Märchen aus aller Welt

Die vier Freunde (Indien)

colourbox.comIn einem kleinen Dorf gab es einmal vier Freunde. Sie hatten seit ihrer Kindheit eine enge Freundschaft und deshalb verbrachten sie viel Zeit miteinander. Drei von den vier Freunden waren sehr stolz auf ihr Wissen. Sie hatten viele Fächer studiert und dachten, dass sie alles wüssten.

Der vierte Freund, der Gopal hieß, hatte nicht so viele Bücher gelesen. Aber er besaß eine besondere Eigenschaft. Er hatte einen guten Alltagsverstand. Eines Tages diskutierten die Freunde über ihre Zukunft. “Es ist höchste Zeit, dass wir der Welt unseren Wert zeigen und etwas Geld verdienen”, sagte der erste Freund. „Es lohnt sich nicht in diesem öden Dorf zu bleiben. Wir müssen in andere Länder reisen und einflussreiche Menschen kennenlernen, die uns gut bezahlen werden, wenn wir ihre schwierigen und rätselhaften Fragen beantworten können“, sagte der zweite Freund. „Das ist eine gute Idee!“, stimmte der dritte Freund zu. “Dann werden wir vielleicht auch vom König anerkannt.“

Aber der erste Freund sah Gopal etwas irritiert an und sagte: “Wie können wir uns hochgebildet nennen, wenn wir mit diesem blöden und ungebildeten Menschen zusammen sind? Ich schlage vor, dass wir ihn zurücklassen.” Der zweite sagte: “Das stimmt! Er würde nur unsere Chancen verderben. Es macht wirklich keinen Sinn ihn mitzunehmen.” Aber der dritte Freund protestierte: “Wir sollten das nicht tun. Wir sind doch gute Freunde. Wir müssen ihn mitnehmen.”

Am nächsten Tag waren alle vier unterwegs. Sie gingen durch den Wald und plötzlich stolperte der erste Freund über irgendetwas, das wie Tierknochen aussah. “Wartet! Hier ist eine ideale Chance, um unser Wissen zu testen. Kommt, erwecken wir diese Knochen zum Leben! Ich mit meinem reichen Wissen”, erzählte er stolz, “weiß, wie die Knochen rekonstruiert werden.”

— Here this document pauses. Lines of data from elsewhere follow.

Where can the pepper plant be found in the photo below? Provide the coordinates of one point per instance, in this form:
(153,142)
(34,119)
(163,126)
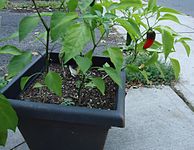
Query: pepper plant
(75,25)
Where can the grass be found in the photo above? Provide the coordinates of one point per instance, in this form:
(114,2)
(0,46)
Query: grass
(155,76)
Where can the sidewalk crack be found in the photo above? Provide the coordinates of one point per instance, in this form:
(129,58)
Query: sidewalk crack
(184,99)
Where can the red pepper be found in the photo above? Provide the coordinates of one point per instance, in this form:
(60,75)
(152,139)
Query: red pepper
(151,35)
(93,2)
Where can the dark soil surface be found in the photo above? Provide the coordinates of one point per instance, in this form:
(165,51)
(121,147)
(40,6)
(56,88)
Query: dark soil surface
(90,97)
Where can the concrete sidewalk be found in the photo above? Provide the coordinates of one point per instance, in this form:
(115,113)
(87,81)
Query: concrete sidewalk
(156,118)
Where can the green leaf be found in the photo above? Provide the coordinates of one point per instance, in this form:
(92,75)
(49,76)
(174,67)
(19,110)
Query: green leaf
(72,5)
(168,42)
(27,25)
(152,4)
(3,137)
(116,57)
(124,4)
(8,119)
(75,40)
(54,82)
(89,54)
(153,59)
(176,67)
(9,49)
(84,63)
(130,26)
(12,36)
(99,83)
(3,3)
(84,4)
(168,10)
(187,47)
(169,17)
(114,74)
(132,68)
(60,23)
(184,39)
(144,73)
(23,82)
(159,69)
(18,63)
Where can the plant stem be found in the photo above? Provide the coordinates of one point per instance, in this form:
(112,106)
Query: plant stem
(96,44)
(47,51)
(42,20)
(80,88)
(48,34)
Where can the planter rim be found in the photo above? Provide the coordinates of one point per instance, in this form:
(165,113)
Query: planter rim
(80,115)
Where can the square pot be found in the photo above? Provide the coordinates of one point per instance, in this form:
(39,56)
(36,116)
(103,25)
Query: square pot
(55,127)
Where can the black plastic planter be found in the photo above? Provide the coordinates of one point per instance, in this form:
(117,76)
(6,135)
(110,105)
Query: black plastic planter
(55,127)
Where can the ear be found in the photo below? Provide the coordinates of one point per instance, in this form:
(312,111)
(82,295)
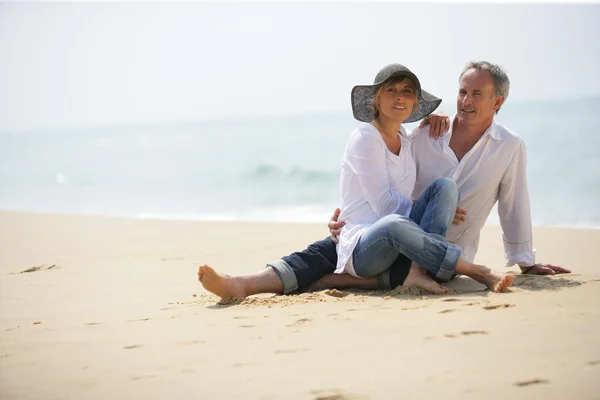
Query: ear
(498,102)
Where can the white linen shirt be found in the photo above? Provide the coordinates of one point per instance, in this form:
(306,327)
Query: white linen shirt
(493,170)
(374,183)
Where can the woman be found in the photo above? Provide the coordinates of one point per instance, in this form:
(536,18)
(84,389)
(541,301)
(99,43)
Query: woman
(378,177)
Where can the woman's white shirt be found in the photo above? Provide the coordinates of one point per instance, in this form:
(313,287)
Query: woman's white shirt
(374,183)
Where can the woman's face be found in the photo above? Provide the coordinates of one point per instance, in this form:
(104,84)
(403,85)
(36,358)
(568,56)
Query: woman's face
(396,100)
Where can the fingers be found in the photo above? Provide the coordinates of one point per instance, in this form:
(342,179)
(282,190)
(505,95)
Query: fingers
(434,130)
(460,216)
(540,269)
(557,269)
(336,214)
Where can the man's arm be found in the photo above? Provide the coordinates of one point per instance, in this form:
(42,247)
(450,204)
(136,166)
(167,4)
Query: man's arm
(515,218)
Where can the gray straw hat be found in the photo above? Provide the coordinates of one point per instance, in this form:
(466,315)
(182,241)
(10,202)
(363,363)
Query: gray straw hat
(362,95)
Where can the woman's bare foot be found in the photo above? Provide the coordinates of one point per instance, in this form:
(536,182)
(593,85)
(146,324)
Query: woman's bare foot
(417,277)
(224,286)
(496,281)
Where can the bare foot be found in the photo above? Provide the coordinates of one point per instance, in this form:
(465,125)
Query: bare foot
(417,277)
(224,286)
(496,281)
(342,281)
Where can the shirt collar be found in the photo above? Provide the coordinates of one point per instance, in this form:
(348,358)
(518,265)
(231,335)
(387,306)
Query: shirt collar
(492,130)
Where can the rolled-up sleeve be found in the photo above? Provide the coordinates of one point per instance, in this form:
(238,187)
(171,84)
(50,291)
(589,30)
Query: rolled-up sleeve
(515,212)
(366,157)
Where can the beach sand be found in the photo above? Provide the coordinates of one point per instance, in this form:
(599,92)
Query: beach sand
(103,308)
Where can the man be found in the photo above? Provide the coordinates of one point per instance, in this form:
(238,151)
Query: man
(486,160)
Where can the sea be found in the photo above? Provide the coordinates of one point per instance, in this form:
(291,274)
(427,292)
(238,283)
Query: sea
(281,168)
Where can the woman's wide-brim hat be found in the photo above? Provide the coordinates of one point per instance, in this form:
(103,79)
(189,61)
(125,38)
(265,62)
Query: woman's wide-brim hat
(362,95)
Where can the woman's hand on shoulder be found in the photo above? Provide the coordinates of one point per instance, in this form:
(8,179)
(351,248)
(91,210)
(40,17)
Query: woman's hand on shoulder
(439,123)
(335,227)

Der zweite sagte schnell: „Dazu kann ich Haut, Fleisch und Blut beschaffen.” „Aber nur ich allein”, unterbrach der dritte Freund, “kann das Tier zum Atmen bringen.” So arrangierte der erste Freund die Knochen und der zweite beschaffte die Haut, das Fleisch und das Blut. Aber als der dritte Freund das Tier zum Leben erwecken wollte, schrie Gopal: “Hört auf! Könnt ihr, kluge Männer, euch vorstellen, was ihr da gerade erschafft?” “Das ist ein Löwe.” “Ihr solltet das Tier nicht zum Leben erwecken!” “Doch, genau das werde ich tun!”, missachtete der dritte Freund Gopals Rat. “Ich kann und ich will!” „Aber dann wartet einen Augenblick“, sagte Gopal, während er auf den riesigen Banyan-Baum stieg. Der dritte Freund sprach dann den Zauberspruch: “JANTRAMANTRA, steig, oh Löwe!” Langsam bewegte sich das Biest und begann zu leben. „Hurra!”, schrien die Freunde vor Aufregung.

Plötzlich sprang der Löwe mit einem großen Knurren auf sie zu. Die verängstigten Freunde konnten nicht glauben, was gerade geschah, und rannten in verschiedene Richtungen, als der Löwe sie verfolgte. Gopal sah mit Schrecken, was passierte. Nach einer Weile kam er vom Baum herunter. Er wartete gespannt auf die anderen. Müde und verwirrt kamen sie endlich spät am nächsten Tag zurück, entschuldigten sich bei Gopal und versprachen seinen Rat zukünftig immer ernst zu nehmen.